Plus délicat, que va-t-il se passer pour les 82 pesticides interdits dans l’UE, mais autorisés aux Etats-Unis? Pour le CIEL, «l’approche prônée par l’industrie des pesticides [qui suit de près les négociations en cours, ndlr] conduirait à réintroduire ces substances dans l’UE, malgré les nombreuses preuves que ces risqué ne peuvent être prédits ou contrôlés, et que l’exposition devrait ainsi être limitée».

«Le plus petit dénominateur commun»

En matière de sécurité des aliments, c’est donc la politique du «plus petit dénominateur commun» qui a été choisie, dénonce le CIEL. La Commission se défend toutefois de vouloir sacrifier la protection des consommateurs à des impératifs commerciaux: «aussi bien les Etats-Unis que l’UE se sont engagés à ce que le TTIP ne change rien à leurs règles respectives de sécurité des aliments».

«L’UE conservera ses restrictions sur l’emploi d’hormones et de promoteurs de croissance dans les élevages, tout comme les Etats-Unis gardera les siennes sur les contaminants microbiens», ajoute-t-elle.

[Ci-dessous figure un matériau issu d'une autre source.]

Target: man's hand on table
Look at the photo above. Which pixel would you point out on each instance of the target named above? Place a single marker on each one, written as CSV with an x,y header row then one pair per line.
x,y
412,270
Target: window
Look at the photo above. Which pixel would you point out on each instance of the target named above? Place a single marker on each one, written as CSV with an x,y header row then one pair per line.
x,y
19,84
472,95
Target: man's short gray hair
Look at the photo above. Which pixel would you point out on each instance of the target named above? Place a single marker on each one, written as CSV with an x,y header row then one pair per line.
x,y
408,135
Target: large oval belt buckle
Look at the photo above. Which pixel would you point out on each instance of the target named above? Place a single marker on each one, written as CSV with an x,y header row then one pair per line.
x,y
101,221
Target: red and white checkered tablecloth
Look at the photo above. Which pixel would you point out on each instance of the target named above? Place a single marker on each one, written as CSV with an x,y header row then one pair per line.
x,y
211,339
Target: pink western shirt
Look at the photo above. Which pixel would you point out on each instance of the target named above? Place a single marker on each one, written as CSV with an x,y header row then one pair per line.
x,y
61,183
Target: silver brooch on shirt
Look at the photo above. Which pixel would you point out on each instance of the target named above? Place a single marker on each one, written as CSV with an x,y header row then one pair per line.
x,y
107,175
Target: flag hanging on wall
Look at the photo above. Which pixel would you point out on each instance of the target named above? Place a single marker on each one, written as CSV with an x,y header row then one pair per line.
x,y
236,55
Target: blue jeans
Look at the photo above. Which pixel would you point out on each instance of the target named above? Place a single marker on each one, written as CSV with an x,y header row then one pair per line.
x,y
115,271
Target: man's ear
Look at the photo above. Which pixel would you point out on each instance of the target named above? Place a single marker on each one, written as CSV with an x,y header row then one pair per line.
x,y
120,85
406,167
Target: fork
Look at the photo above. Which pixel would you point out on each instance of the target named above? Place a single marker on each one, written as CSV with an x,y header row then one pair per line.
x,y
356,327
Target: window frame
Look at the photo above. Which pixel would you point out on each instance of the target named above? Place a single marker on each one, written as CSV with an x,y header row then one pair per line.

Hasard du calendrier ou non, le département américain à l’agriculture (USDA) a annoncé fin décembre la reprise des importations de bœuf européen, levant ainsi l’embargo en place depuis 1998 en raison de la crise de la vache folle (voir le JDSA). Ce qui, dans le contexte actuel, a peu de chances d’être un geste gratuit.

[1] Seule exception notable, des divergences de LMR pourront subsister lorsque «l’importateur [aura] émis des réserves auprès de la commission du Codex Alimentarius».

[2] Il s’agit d’un programme commun de l’Organisation des Nations unies pour l’alimentation et l’agriculture (FAO) et de l’Organisation mondiale de la santé (OMS).